Nari Panoos is a village and Union Council of Karak District in Khyber Pakhtunkhwa province of  Pakistan. It is located at  with an altitude of 678 metres (2227 feet) and is an area where salt is mined.

Description
Nari Panos is located about 13 kilometers to the north of the city of Karak. It is included in the tehsil Banda Daud shah of district Karak. Nari Panos is union council. The village is rich in Salt mines and the length of mountains containing salt is about 23 kilometers extending from Bhahadar Khel to Spina. Nari Panos is also rich in elements of uranium, gas, oil and other precious things.

Nari Panos is surrounded by Spina at east, Enzarpayan at North, Dagar Nari at West and Salt mountains is its limit boundary with city Karak. Literacy rate of the village is 70 percent and almost every child is on his/her way to school, The focus on education started very early on as the area is dry and agriculture mostly is dependent upon rain so people since the time of independence have started to educate their children resulting in generations of doctors, engineers, teachers, armed officers, civil servants, social activists and nearly every important post in government and bureaucracy. The most renowned people from Karak district are Capt Rtd. Dr Muhammad Aman Khattak (first doctor from district Karak who studied at the prestigious King Edward's Medical College, Lahore in the 1960s and later served on senior GoP positions serving the communities in FATA/KPK when there was shortage of doctors), Khalil ur Rehman (He remained the district education officer and was a Pashto Poet. Apart from his only poetry book published, a great amount of his poetry was lost) Shernawaz Khattak(Renowned Lawyer, ex Law and Parliamentary Affairs Minister of the Government of KPK and political leader), Lt Col Rafique (one of the first few officers from the region in early 1950s and veteran of the two wars with India), Baz Muhammad Khattak (Senior CSP officer/civil servant from DMG and provincial Secretary), Tehsin Ullah khattak S/O Abdul Shahid Khan (Social and Development Sector Specialist), Engineer Ayaz Khattak, Fahim Ullah Khattak (retired senior bureaucrat and finance secretary K.P.K.), Rehman Khattak (Civil Engineer),  Naveed Anwar Khan (Youth President PTI & Serving in Pakistan Nuclear Regulatory Authority).

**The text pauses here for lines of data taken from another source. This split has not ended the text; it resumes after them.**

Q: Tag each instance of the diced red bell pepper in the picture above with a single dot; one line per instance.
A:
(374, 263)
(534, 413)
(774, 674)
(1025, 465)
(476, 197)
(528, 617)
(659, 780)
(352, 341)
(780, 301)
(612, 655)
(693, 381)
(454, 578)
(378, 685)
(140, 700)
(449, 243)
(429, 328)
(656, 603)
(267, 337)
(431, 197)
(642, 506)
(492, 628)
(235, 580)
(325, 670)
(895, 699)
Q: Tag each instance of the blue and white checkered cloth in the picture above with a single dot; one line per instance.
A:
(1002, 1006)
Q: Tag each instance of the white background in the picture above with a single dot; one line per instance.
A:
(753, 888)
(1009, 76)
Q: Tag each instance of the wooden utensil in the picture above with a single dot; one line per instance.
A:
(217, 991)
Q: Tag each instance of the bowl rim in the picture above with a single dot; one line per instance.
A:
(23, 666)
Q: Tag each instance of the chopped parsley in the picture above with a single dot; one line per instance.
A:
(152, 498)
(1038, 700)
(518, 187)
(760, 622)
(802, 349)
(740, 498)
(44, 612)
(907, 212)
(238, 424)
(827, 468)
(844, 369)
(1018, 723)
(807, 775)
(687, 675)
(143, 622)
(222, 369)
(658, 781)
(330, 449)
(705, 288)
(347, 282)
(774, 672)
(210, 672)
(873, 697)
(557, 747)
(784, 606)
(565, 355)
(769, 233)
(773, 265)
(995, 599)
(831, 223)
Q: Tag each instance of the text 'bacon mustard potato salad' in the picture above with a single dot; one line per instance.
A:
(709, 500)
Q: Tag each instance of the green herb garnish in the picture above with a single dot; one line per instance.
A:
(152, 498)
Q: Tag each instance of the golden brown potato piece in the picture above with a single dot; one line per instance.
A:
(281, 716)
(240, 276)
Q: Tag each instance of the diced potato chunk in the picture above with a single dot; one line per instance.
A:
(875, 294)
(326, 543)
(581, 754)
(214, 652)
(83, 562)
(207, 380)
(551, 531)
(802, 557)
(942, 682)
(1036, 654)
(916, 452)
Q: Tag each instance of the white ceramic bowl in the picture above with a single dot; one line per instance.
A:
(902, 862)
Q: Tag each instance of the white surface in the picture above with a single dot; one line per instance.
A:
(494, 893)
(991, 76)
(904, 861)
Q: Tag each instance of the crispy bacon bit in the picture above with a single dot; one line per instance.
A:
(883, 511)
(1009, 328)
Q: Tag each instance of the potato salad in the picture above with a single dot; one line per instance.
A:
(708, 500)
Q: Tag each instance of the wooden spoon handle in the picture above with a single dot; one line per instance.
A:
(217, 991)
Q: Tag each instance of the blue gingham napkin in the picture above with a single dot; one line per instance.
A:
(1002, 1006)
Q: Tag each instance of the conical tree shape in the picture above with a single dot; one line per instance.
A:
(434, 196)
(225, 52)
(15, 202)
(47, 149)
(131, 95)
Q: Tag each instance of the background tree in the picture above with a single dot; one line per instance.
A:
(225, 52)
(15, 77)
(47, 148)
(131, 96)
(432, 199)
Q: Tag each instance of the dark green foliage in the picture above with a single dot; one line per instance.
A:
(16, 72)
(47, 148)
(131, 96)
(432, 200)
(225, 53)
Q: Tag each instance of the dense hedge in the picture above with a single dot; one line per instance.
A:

Also, it has produced PMS ( Provincial Management Services) officers, like Yousaf Haroon, Najeed Ullah, Habib Ullah, and many others who excelled in their careers with distinctions.

Several serving and retired servicemen and officers of the Pakistan Armed forces hail from Nari Panos. The village population takes pride in taking military service as a choice of profession keeping alive the rich traditions of their ancestors and hardworking people.

Now the oil and gas companies are looking for mines extraction in "Nari Panos" and "Banda Daud Shah" and already MOL is working in these tehsils however water is a big issue in the region due to dry land.